Re: [RFC][PATCH 00/23] VFS: Introduce superblock configuration context [ver #4]

From: David Howells
Date: Tue May 30 2017 - 11:36:21 EST


Al Viro <viro@xxxxxxxxxxxxxxxxxx> wrote:

> Random notes:
> * "sb_config" looks rather odd in the current variant; mount_context,
> perhaps? Or fs_context, for that matter... Anyway, that's trivial.

You can argue that one with MiklÃs. He argued against mount_context as I had
it originally. His point is that the same struct may be used when
reconfiguring an sb - which isn't exactly a mount operation (even though we do
it that day today with remount).

> * if NFS folks want to play with EXPORT_SYMBOL_GPL, fine, but any
> EXPORT_SYMBOL_GPL in vfs proper is a mistake. If it's an interface that
> makes sense, just export it; if it's a vewwwy, vewwwy pwiwate interface
> for some specific module - let's figure out how to deal with that layering
> violation rather than exporting it at all.

I agree, but apparently not everyone does. There are _GPL symbols in the core
VFS that I need to replace.

> * what the hell is ms_flags thing doing in __vfs_new_sb_config()?
> It's a really vile mix of unrelated flags and operations we had in existing
> mount(2) ABI. With MS_KERNMOUNT thrown into that loo^Wmix. Sure, we need
> to parse the garbage fed to mount(2). And we need to pass that garbage to
> "legacy" types as well, but let's not inflict it upon the new mechanisms.

I know, but we might get it from mount(2). I can tamp down the flag mask and
translate it from MS_*, but the MS_* flags are also stored in the superblock
(->s_flags).

I've removed the MNT_* flags from there already.

> * what's wrong with simple_pin_fs() as it is? You keep
> vfs_kern_mount() anyway, so...

I would like to replace vfs_kern_mount() and vfs_submount(), with the _sc
versions but the users would need converting first. It might make sense to
retain an __init variant of the former though.

> * vfs_new_sb_config(): please, move dealing with name into the caller.
> Then you would be able to use it more than once.

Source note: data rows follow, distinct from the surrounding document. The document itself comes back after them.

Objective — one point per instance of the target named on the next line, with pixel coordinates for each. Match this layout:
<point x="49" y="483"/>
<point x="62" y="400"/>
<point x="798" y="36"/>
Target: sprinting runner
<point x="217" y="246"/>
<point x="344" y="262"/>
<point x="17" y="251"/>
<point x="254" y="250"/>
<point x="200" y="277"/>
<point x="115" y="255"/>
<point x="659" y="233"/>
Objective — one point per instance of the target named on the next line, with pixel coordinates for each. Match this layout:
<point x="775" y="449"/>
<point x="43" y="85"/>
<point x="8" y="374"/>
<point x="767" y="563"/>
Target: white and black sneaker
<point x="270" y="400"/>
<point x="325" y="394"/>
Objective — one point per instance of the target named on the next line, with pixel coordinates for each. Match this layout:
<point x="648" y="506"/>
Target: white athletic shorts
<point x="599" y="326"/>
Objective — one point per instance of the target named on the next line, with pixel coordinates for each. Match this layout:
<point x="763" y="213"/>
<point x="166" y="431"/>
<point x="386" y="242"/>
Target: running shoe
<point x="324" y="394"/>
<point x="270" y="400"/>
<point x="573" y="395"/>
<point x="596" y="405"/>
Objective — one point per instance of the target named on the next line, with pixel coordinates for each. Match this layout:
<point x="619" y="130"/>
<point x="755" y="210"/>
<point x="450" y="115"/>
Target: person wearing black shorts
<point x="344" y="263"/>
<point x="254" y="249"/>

Technically, it's used twice, but okay. I guess I should just rename
__vfs_new_sb_config() to vfs_new_sb_config() and add the extra parameters to
the caller.

> * submount side of that thing: do we ever want a type different from
> that of src_sb,

Hmmm... Good question. For the moment I've assumed not. I've killed off the
NFS special types since I can now carry the information in the sb_config
struct that they previously conveyed.

> and how the fuck would methods know what to do with it?

Until I have an example, it's hard to say.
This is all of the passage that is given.